REPUBLIKA.CO.ID, RABAT -- Lembaga riset Thomson Reuters merilis data terbaru mengenai perkembangan industri keuangan syariah di Maroko. Hasilnya meski permintaan akan produk keuangan syariah tinggi, namun Maroko belum bisa memanfaatkannya.
Hal ini karena sampai saat ini Maroko belum memiliki aturan yang mengendalikan asuransi dan perbankan syariah. Thomson Reuters menggandeng beberapa lembaga lain seperti Islamic Research and Training Institute (IRTI) dan General Council for Islamic Banks and Financial Institutions (CIBAFI).
Berdasarkan survey konsumen dan ritel di Maroko, Thomson Reuters pekan ini memperkirakan aset perbankan syariah diyakini bisa mencapai 8,6 miliar dolar di 2018. Dengan laba mencapai 67 juta dolar AS dan 112 juta dolar untuk lembaga keuangan syariah lainnya.
Di tahun itu pula diperkirakan pangsa pasar perbankan syariah, dari segi aset bisa sampai di angka lima persen jika dibandingkan dengan konvensional. Pertumbuhan pangsa pasar syariah didorong kebutuhan sektor usaha mikro kecil dan menengah (UMKM) atas pendanaan.
Sedangkan perbankan syariah diyakini bisa memenuhi pendanaan tersebut. Sayangnya, kebutuhan yang tinggi tak dibarengi pengetahuan masyarakat akan produk keuangan syariah.
Kabar baiknya, Parlemen Maroko sedang mempersiapkan aturan perbankan dan asuransi sesuai kaidah Islam. Setelah sebelumnya, parlemen mengeluarkan aturan terkait sukuk di 2013 lalu.

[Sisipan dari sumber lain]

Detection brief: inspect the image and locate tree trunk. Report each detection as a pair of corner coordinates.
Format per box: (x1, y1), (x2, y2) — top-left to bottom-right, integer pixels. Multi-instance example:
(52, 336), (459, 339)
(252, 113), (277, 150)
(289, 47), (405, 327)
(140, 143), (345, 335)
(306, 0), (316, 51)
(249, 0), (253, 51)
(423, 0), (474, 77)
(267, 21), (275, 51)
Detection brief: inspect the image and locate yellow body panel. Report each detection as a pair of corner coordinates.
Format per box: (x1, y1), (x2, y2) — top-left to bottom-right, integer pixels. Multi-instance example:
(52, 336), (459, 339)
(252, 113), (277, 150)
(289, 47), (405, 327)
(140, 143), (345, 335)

Kepala Pasar Keuangan Syariah Thomson Reuters, Sayd Farook, menyatakan survey The Morocco Retail Consumer menunjukkan permintaan akan produk syariah sampai di angka 98 persen.
Namun, potensi sebanyak 30 juta penduduk muslim ini belum bisa dimanfaatkan karena Maroko tak memiliki lembaga keuangan syariah.
''Ini memberikan peluang besar bagi investor dan lembaga keuangan konvensional,'' tutur dia.